3. Moralismo jurídico
Neojusnaturalismo defendido por Cathein e Coing não sustenta mais a
tradicional ideia do sistema de normas eternas e imutáveis, mas as situalizam em um
determinado momento histórico. O direito possui ainda um conteúdo ético, do qual se
deduzem as normas, mas tais normas são condicionadas em um determinado período
histórico, e que os membros da sociedade do momento interpretam os valores. Os
valores, mesmo sendo absolutos, são descobertos progressivamente e podem também
ser esquecidos.
Radbruch defende que uma lei só é válida se justa; se ela viola a justiça (por
exemplo, se nega os direito humanos fundamentais) lhe deve ser negado o caráter
jurídico. Existe um direito supra legal que justifica a desobediência às leis injustas (por
exemplo: aquelas do Terceiro Reich). É uma questão de limite, seguindo assim a
chamada "fórmula de Radbruch", quando a injustiça do direito positivo alcança tal
limite que a certeza do direito não conta mais, então o direito positivo injusto deve
ceder diante da injustiça.
O jusnaturalismo contemporâneo se insere no sulco do assim chamado
moralismo jurídico (ou perfeccionismo), segundo o qual, em contraposição ao
liberalismo, os indivíduos não deveriam ser deixados livres para escolher qualquer
valor ou fim, porque a conservação da moralidade condividida por uma sociedade é um
valor que é perseguida com o instrumento coercitivo do direito. Do jusnaturalismo tais
valores são inseridos como verdade ética objetiva.

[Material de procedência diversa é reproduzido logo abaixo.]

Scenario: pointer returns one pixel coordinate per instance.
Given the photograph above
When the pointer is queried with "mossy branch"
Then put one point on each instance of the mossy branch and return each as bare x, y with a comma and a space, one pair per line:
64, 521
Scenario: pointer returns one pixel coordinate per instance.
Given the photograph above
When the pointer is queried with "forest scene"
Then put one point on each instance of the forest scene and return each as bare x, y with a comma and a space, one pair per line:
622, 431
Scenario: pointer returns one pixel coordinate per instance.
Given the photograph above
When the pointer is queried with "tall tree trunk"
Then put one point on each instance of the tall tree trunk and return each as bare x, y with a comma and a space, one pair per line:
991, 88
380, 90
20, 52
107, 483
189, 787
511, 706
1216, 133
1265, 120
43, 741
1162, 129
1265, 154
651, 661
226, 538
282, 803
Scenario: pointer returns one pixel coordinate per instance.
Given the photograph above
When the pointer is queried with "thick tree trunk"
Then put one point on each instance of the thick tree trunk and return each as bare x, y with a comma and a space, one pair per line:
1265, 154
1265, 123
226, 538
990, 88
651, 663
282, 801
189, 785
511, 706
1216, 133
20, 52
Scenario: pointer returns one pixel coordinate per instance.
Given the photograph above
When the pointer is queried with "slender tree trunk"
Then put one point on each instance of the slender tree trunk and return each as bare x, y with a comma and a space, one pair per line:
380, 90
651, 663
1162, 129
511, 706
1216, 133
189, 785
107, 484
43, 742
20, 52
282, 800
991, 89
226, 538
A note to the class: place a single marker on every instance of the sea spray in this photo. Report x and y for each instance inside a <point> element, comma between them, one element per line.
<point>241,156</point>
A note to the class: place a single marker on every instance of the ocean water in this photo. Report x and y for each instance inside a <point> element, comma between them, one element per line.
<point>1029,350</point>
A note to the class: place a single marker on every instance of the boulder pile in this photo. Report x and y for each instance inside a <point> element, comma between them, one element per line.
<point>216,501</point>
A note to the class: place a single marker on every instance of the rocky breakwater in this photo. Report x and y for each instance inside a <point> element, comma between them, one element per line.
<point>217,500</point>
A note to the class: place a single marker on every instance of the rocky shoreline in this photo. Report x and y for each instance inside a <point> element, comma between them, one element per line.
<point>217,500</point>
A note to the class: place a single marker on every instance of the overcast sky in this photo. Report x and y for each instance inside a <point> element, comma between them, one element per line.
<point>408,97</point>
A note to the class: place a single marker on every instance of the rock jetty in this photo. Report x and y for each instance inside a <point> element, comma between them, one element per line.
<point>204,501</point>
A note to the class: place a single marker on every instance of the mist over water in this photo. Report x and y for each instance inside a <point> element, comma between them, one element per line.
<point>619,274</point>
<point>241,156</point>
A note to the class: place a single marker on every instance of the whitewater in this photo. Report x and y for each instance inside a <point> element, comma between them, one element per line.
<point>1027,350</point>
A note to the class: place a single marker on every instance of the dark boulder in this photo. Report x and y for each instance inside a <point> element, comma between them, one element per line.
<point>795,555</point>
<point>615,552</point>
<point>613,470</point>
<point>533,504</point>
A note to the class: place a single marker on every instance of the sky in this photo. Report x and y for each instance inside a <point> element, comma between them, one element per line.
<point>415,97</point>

Fuller por sua vez afirma que no direito existe uma moralidade interna
constituída de uma série de princípios, cujas normas são gerais, cognoscíveis, não
retroativas, não conflitantes, de adimplemento não impossíveis, de mutação não muito
rápida, de aplicação não excessivamente infiel, às quais cada direito positivo deveria
adeguar-se. Processual e não substancial, porque Fuller não indica os conteúdos das
normas 9se devesse fazê-lo indicaria um, o princípio mais importante: conservar a
comunicação com os princípios similares. A transmissão de um homem a outro das
consciências é à base da vida.
Finnis em sua postura neoclássica do direito natural, isto é, retomando Tomás
de Aquino, ele individualiza sete bens fundamentais: a sabedoria, a vida, o jogo, a
experiência estética, a amizade, a religião e a razão prática (aplicação da própria
inteligência à realidade, como escolha de açã0). Estas alcançadas somente através da
introspecção e reflexão (autoevidente), não através da observação empírica e nem
demonstrável, são as condições para o desenvolvimento e a realização dos indivíduos. O
direito deve garantir a realização dos planos de vida dos homens inspirados naqueles
sete bens; podem fazer isto traduzindo em normas jurídicas algumas normas morais
inderrogáveis, como aquelas contra o matar, mas também aquelas que vetam o suicídio,
o adultério, a contracepção etc. Isto se apoia sobre uma sólida tradição que tem bases
coagente seja na fé seja na razão, e defendem o ideal perfeccionista de uma vida boa,
válida para todos.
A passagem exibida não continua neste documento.